Typically with these types of projects, everyone feels great when they begin to work at Plant 1, but issues can arise once work begins on Plant 2. New functionality or processes might be discovered that invalidates the premise that Plant 1’s footprint was the right template for the entire enterprise deployment. As new sites go live, this problem can be exacerbated into such a big issue that the entire deployment could be canceled. 

The Global Solution / Template

A reflection on the previously discussed deployment challenge reveals two common issues that must be addressed in order for large organizations to achieve process consistency across their enterprise.

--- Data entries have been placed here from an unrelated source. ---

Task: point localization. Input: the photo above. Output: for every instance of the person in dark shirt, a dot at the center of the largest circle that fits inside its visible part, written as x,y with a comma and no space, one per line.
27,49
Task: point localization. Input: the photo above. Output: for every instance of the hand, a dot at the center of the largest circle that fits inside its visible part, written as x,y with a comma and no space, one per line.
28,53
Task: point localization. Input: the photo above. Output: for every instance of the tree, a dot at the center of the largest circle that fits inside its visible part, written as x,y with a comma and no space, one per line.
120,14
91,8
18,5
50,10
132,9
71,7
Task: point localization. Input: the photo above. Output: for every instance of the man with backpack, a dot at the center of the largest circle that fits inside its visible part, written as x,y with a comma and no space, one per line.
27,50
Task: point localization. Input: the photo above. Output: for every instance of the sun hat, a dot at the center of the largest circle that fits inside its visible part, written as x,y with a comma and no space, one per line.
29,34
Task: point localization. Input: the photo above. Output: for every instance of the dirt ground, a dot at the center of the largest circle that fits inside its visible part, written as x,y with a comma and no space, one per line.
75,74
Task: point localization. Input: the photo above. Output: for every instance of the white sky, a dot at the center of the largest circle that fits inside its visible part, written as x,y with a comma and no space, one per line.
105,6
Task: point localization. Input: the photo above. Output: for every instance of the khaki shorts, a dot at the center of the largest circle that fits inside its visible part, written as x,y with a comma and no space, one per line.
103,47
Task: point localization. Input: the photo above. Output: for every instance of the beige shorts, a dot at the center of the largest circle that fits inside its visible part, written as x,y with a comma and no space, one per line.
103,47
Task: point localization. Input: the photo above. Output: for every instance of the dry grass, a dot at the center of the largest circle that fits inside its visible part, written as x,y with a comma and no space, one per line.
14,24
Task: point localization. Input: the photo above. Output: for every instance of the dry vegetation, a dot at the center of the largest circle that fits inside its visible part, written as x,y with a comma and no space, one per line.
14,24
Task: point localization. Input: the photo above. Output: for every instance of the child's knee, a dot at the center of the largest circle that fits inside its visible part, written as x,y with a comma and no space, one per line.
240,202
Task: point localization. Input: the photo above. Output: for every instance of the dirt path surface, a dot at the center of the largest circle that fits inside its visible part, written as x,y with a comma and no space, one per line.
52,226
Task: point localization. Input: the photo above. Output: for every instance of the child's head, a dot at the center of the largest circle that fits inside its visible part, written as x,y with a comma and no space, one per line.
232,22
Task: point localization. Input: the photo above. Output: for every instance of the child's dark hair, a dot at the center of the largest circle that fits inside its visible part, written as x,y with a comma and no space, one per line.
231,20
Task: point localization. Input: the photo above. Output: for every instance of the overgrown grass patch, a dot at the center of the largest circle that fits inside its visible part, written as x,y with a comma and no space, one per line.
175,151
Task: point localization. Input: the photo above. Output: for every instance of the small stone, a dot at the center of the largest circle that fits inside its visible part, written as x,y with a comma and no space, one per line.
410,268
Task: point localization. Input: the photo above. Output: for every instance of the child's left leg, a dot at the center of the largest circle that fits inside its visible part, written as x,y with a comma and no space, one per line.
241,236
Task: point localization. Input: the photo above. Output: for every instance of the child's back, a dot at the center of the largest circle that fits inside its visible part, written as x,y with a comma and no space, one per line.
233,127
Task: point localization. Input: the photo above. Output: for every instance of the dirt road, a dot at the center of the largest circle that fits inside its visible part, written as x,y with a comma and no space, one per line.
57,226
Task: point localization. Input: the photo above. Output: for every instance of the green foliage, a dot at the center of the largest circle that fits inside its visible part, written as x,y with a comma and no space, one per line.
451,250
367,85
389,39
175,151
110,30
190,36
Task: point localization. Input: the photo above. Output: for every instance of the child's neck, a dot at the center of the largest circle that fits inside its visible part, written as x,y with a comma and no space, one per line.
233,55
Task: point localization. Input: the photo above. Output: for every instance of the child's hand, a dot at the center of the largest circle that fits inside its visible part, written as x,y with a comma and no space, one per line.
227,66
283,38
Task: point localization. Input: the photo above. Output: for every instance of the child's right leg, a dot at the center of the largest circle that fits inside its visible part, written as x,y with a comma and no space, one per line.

  1. The first is that IT infrastructures must enable agility by easing how processes are changed to eliminate concerns over “getting the first site right.”
  2. The second is ease of process “transportation” to other sites. Once a process improvement has been identified, manufacturing IT systems must then be capable of distributing the update quickly and easily to allow a more fluid set of business processes to be created, modified and continuously improved during and after implementation.

Establishing a “Core footprint” is a well-accepted procedure to install enterprise software, which involves identifying a set of business processes that are deemed “best in class,” and then implementing that set to each location.

Governance

Building your COE early on starts with your governance team. This team identifies and controls “best practices” and process standardization. This team considers how processes should be secured, changed and managed as well as when they should be rolled out to each of their manufacturing sites. The group has responsibility to ensure process standardization is important not only from a regulatory and risk management perspective, but also to ensure consistent product quality. The COE team should have representation from many disciplines, including manufacturing, finance, quality, engineering as well as an executive sponsor.

Deployment

Once the initial starting point for the global template has been designed, accepted and signed-off, it is then time to implement processes within the MOM Solution, using its global platform capabilities. The key stages in moving along the path from an accepted initial model to the first deployment are the following:

  • Prototyping / The MVP
  • Plant sequencing
  • Rollout planning and set-up

Once established, the core deployment methodology allows manufacturers to bring plants online at a much faster pace than would otherwise be possible.

Keep an eye on the ROI

What gets measured, gets done!

By not starting each plant with a “clean sheet of paper” considerable cost savings are possible as more and more sites go live.

As each new site goes live, a new opportunity exists to learn more about what processes can further increase productivity and reduce waste. A good MOM Platform easily transports these learnings to any other plant, effectively expanding the cost benefits of implementing a new MOM solution.

Leveraging your evolving COE

After going through the process of rapid, standardized rollouts, a manufacturer now has in place the organizational framework necessary to support continuous improvement.

Regardless, once the first plant goes live, the importance of your COE becomes evermore apparent. It’s purpose – to oversee continuous deployment of standard processes, discovery and testing of improvements, and deployment of these improvements everywhere. The COE eventually becomes the owner of change, and the master of best practices spanning manufacturing operations world-wide.

Harvesting best practices managed by the COE for continuous improvement becomes a way of life.